Amazon Food Reviews (Word Cloud) with an example using Python

Word Cloud example using Python NLTK libraries

About the dataset :

This dataset consists of reviews of fine foods from Amazon. The data span a period of more than 10 years, including all ~500,000 reviews up to October 2012. Reviews include product and user information, ratings, and a plain text review. It also includes reviews from all other Amazon categories.

Amazon Food Review using NLTK:

Word Cloud is a visualization tool often used within text mining to show the most frequent words in a dataset.
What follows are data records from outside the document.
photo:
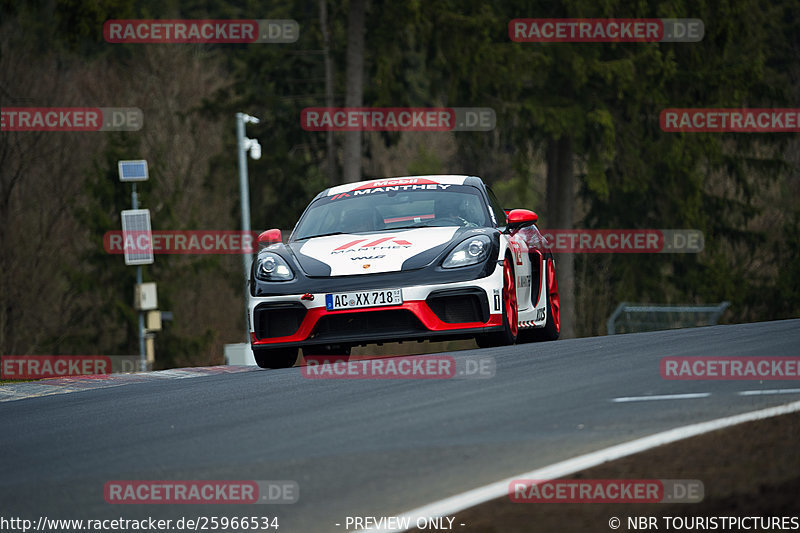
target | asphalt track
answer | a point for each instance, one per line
(366, 447)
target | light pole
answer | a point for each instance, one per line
(245, 145)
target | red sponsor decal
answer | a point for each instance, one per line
(730, 368)
(398, 242)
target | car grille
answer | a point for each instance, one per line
(459, 305)
(277, 320)
(375, 323)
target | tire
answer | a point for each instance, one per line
(510, 312)
(552, 326)
(276, 358)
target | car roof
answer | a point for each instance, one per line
(443, 179)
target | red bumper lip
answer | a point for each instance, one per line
(419, 307)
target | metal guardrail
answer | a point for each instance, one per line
(671, 316)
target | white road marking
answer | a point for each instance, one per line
(471, 498)
(686, 396)
(768, 391)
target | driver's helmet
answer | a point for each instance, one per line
(448, 206)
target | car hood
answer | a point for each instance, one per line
(371, 253)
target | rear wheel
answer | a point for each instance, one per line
(276, 358)
(510, 312)
(552, 327)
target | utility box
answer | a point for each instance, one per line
(239, 354)
(145, 297)
(153, 320)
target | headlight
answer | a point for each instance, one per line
(272, 267)
(470, 252)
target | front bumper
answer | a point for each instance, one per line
(432, 311)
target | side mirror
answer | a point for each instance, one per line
(271, 236)
(520, 218)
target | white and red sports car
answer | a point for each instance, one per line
(411, 258)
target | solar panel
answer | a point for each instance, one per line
(132, 170)
(137, 237)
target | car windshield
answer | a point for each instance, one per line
(377, 209)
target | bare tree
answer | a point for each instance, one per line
(355, 87)
(559, 203)
(326, 52)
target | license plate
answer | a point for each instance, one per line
(361, 299)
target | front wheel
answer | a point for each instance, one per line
(510, 313)
(275, 358)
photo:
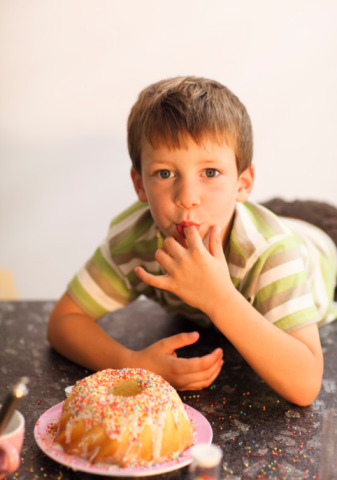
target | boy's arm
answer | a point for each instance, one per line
(77, 336)
(292, 364)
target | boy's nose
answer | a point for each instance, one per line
(186, 195)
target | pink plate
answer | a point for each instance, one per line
(44, 436)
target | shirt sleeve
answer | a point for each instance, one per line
(279, 288)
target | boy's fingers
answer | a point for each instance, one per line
(200, 378)
(192, 236)
(215, 242)
(159, 281)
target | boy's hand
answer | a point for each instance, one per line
(182, 373)
(195, 274)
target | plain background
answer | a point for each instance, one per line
(70, 71)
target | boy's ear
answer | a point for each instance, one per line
(138, 185)
(245, 184)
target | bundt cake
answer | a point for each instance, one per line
(128, 417)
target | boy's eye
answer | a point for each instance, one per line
(211, 172)
(164, 173)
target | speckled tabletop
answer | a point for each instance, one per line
(261, 434)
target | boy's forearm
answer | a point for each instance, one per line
(288, 365)
(82, 341)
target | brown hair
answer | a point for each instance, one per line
(168, 110)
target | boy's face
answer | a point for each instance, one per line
(197, 184)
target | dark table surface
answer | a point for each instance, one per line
(261, 434)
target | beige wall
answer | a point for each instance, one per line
(70, 71)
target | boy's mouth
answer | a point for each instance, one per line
(180, 227)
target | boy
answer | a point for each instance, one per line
(195, 244)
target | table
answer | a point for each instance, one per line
(261, 434)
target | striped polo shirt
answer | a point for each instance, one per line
(285, 268)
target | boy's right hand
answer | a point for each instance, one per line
(182, 373)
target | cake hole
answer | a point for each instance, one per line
(127, 388)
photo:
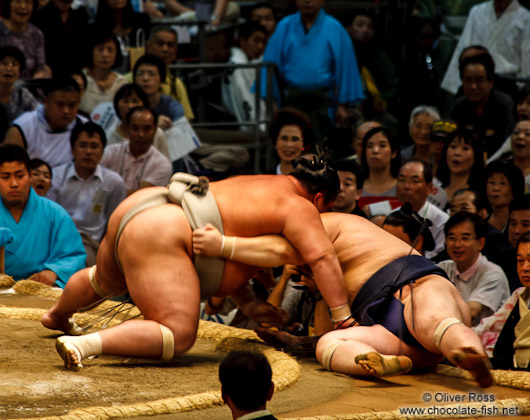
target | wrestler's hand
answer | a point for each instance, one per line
(46, 276)
(344, 324)
(207, 241)
(265, 313)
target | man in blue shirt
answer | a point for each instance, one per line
(47, 244)
(315, 59)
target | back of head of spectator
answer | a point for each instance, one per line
(465, 236)
(523, 102)
(163, 43)
(253, 39)
(290, 132)
(351, 182)
(463, 155)
(504, 183)
(246, 382)
(88, 141)
(519, 221)
(263, 13)
(40, 176)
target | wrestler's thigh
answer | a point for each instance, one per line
(108, 275)
(433, 301)
(159, 271)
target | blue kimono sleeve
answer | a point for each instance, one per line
(67, 253)
(348, 84)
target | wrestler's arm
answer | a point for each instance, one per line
(261, 251)
(258, 310)
(303, 228)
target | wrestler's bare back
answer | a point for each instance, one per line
(363, 248)
(259, 213)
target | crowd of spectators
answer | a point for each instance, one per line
(445, 166)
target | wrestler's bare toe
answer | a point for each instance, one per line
(70, 354)
(381, 365)
(477, 364)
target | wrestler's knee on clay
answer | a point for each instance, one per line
(176, 340)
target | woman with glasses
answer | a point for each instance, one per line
(16, 30)
(15, 98)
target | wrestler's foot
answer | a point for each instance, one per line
(381, 365)
(67, 326)
(69, 352)
(477, 364)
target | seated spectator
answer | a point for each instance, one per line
(47, 247)
(351, 182)
(290, 132)
(411, 228)
(485, 110)
(380, 161)
(148, 73)
(40, 176)
(16, 30)
(360, 131)
(163, 43)
(504, 334)
(482, 284)
(45, 132)
(246, 385)
(65, 35)
(16, 98)
(120, 19)
(214, 12)
(128, 97)
(104, 54)
(504, 183)
(297, 294)
(237, 84)
(263, 13)
(85, 189)
(137, 161)
(420, 125)
(462, 163)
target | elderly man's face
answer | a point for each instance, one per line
(14, 183)
(309, 7)
(411, 186)
(518, 223)
(142, 130)
(61, 108)
(164, 46)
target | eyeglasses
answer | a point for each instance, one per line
(463, 239)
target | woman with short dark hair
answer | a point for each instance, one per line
(102, 81)
(15, 98)
(16, 30)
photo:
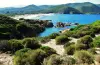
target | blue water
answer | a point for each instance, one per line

It’s great for quick, intuitive insights but doesn’t perform any analysis by itself

Step 1: Importing Required Libraries and packages

import numpy as np 
import pandas as pd
import matplotlib.pyplot as plt
import seaborn as sns
from PIL import Image
from wordcloud import WordCloud
from nltk.corpus import stopwords

Step 2: Reading the dataset using Pandas:

df = pd.read_csv('/Users/Sample Datasets Kaggle/AmazonFine/Reviews.csv')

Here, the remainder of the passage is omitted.